For an innovation advisor in academia, as I am, it is also a very pedagogical story Goulson tells. Starting out as a PhD student just wanting to know more about insects (and to finish his thesis within the stipulated project timeframe) he describes how his research made him more and more aware of the fragility of the eco-system and how he started to take action.
From Peter Korn's Garden 2015
In addition to publishing more than 200 scientific articles on insects, he started the Bumblebee Conservation Trust in 2006. He has also bought a farm in France in order to create a haven for insects and wild flowers, and to be able to do the kind of longitudinal studies no funding agency is willing to support. Although it took a while to convince a publisher, his books are now really popular and have been translated to several languages (even Swedish, although we must be a very small market, demonstrating the power of The Long Tail). It would be very interesting to know if all this utilisation work also has paid off in terms of more research funding, attracting students and partners, and formulating better research questions.

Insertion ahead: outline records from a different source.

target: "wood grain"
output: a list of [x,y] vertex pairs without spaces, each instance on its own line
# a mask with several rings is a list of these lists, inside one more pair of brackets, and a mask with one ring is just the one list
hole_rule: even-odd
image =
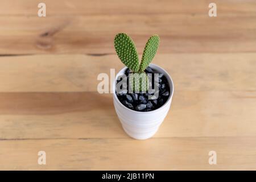
[[[177,91],[162,137],[256,136],[256,92]],[[0,139],[127,138],[112,96],[1,93]]]
[[159,53],[255,52],[256,3],[236,1],[218,1],[218,15],[210,18],[209,1],[48,1],[49,15],[39,18],[36,1],[8,1],[0,7],[0,55],[114,53],[119,32],[132,36],[140,53],[154,34]]
[[[1,169],[15,170],[255,170],[255,143],[250,137],[5,140],[0,160]],[[37,164],[42,150],[45,166]],[[217,165],[208,163],[213,150]]]
[[[256,53],[158,54],[175,90],[256,90]],[[98,74],[123,65],[117,55],[35,55],[0,58],[0,92],[97,91]]]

However, what impressed me most was the way Goulson and his colleagues took on the fight against Big Business such as Bayer regarding the use of neonicotinoid insecticides. Without funding, they managed to do a study demonstrating the devastating effects this widely distributed (in more than one sense) insecticide has on bumblebees AND get an article published in Science. This in turn eventually led to a two-year EU suspension on three of the poisons. Apparently, it has now been demonstrated that bird populations are affected too, with starlings, tree sparrows and swallows among the ones most declining.

A researcher at the Swedish University of Agricultural Sciences contributed to a study made by the European Academies Science Advisory Council (EASAC) further demonstrating the harm done by these pesticides to bees. Instead, another method is recommended: Integrated Pest Management. This means that you combine mechanical, biological and chemical methods in order to protect plants from insects, weed, and fungi.

The countries that voted against the ban were: the UK, Czech Republic, Italy, Hungary, Romania, Slovakia, Austria and Portugal. Ireland, Lithuania, Finland and Greece abstained. Belgium, Bulgaria, Denmark, Estonia, Spain, France, Cyprus, Germany, Latvia, Luxembourg, Malta, the Netherlands, Poland, Slovenia and Sweden (thanks!) voted in favour.